This Tuesday, a 21-year-old man killed eight people in Georgia, six of them Asian-American women. After Robert Aaron Long was apprehended, he claimed his actions were motivated by sex addiction rather than race. Law enforcement appeared to take him at his word, with the Cherokee County police captain and spokesman for the case county chalking up the murder spree to “a bad day.”
This comment promptly drew widespread criticism, and the captain has been removed from the case. “This [captain] really offended a lot of Asian-Americans, and a lot of Americans in general,” Stanley Mark, Senior Staff Attorney for the Asian American Legal Defense and Education Fund, told GQ. Given that the shooter ignored nearby strip clubs in favor of massage parlors, and reports in local Korean-language newspapers that he shouted, “I’m going to kill all the Asians” during the attack, the official statement seemed premature at best, and willfully ignorant at worst. In fact, according to legal experts, not only was racism likely a factor in the shootings, but Long could be charged with hate crimes in addition to murder. So why hasn’t that happened yet?
From a legal perspective, hate crimes—a criminal act perpetrated on the basis of someone’s race, religion, gender, nationality, or sexual orientation—can be tricky. Though they’ve been a federal crime since 1968, not every state has hate crime laws, and different states recognize different forms of bias. Notably, states in which two of the most infamous hate crimes in US history occurred still don’t have hate crime laws on the books: Wyoming, where Matthew Shepherd was murdered, and South Carolina, where neo-Nazi Dylann Roof killed 9 people at Mother Emanuel AME church.
Georgia itself didn’t recognize hate crimes until last year, when legislation drew bipartisan support after the murders of Ahmaud Arbery and Rayshard Brooks.

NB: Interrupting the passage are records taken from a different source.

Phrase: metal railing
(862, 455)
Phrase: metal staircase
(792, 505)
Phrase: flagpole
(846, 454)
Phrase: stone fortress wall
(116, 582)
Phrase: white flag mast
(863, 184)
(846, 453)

But State Representative Karen Bennett, who sponsored the legislation last year, notes that Georgia’s hate crime law “was a soft bill, easy to read and to understand.” This week’s attack is the most high-profile hate crime in Georgia since the bill passed. “It’ll be a test case, won’t it?” said Bennett.
Certain acts, like burning a cross in someone’s yard or desecrating a church, are automatically hate crimes. In cases like the attack in Georgia, however, the state must first prove a person committed a crime, then additionally show that the crime was motivated by bias in order to add further jail time to their sentence. Penalty enhancements can be difficult to get because they require the prosecution to demonstrate a specific motive—which makes the report that Long shouted about killing Asians extra important. But law enforcement can still investigate a person’s background for signs of bias: their Facebook activity, known affiliations, etc.

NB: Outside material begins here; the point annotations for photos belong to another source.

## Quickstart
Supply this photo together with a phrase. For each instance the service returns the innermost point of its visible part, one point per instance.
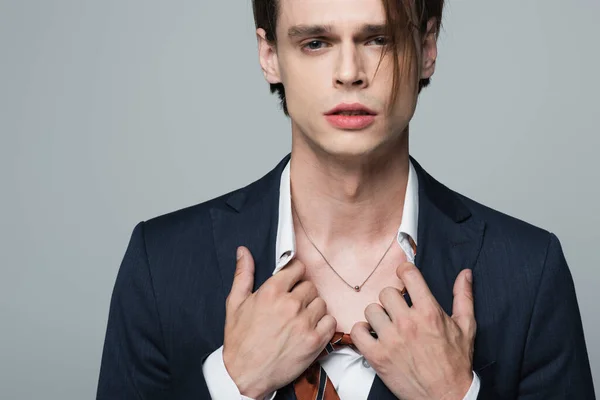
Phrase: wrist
(459, 388)
(247, 384)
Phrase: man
(347, 271)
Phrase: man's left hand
(420, 352)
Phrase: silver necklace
(357, 287)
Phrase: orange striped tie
(314, 384)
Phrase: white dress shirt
(348, 370)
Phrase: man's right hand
(275, 333)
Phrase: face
(321, 69)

“It’s very much in the prosecutor’s discretion as to whether he or she seeks an advanced penalty for a hate crime,” said Scott McCoy, Interim Deputy Legal Director of the Southern Poverty Law Center. “If the prosecutor thinks there’s a possibility that he or she is going to seek the sentencing enhancement later on, he or she is going to want the investigators to be looking for evidence that supports the notion that the victim is chosen because of race or sex.”

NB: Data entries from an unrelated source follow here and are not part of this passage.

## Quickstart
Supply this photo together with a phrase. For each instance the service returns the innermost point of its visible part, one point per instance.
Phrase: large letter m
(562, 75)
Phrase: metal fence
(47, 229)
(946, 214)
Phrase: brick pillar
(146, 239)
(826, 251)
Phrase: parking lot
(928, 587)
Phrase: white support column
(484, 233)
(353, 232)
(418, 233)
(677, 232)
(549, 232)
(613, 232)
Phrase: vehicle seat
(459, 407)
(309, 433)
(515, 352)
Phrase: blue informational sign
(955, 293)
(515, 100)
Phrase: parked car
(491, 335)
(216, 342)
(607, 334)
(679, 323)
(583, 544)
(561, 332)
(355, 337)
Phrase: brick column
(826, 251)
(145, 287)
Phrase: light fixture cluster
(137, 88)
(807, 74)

This is why the early narrative coming out of Georgia is so troubling. “At the very least at the investigative level, this should be classified [as a hate crime],” said Mark. While the legal question of whether the shooter committed a hate crime is technically secondary in terms of the legal process, the investigation that lays the groundwork for such a conviction is happening right now. “So the prosecutors have to be signalling to law enforcement, ‘Look, if I’m going to successfully prosecute this as a hate crime, I need you guys to do more than ask the defendant whether or not he did it because of race,’” McCoy said.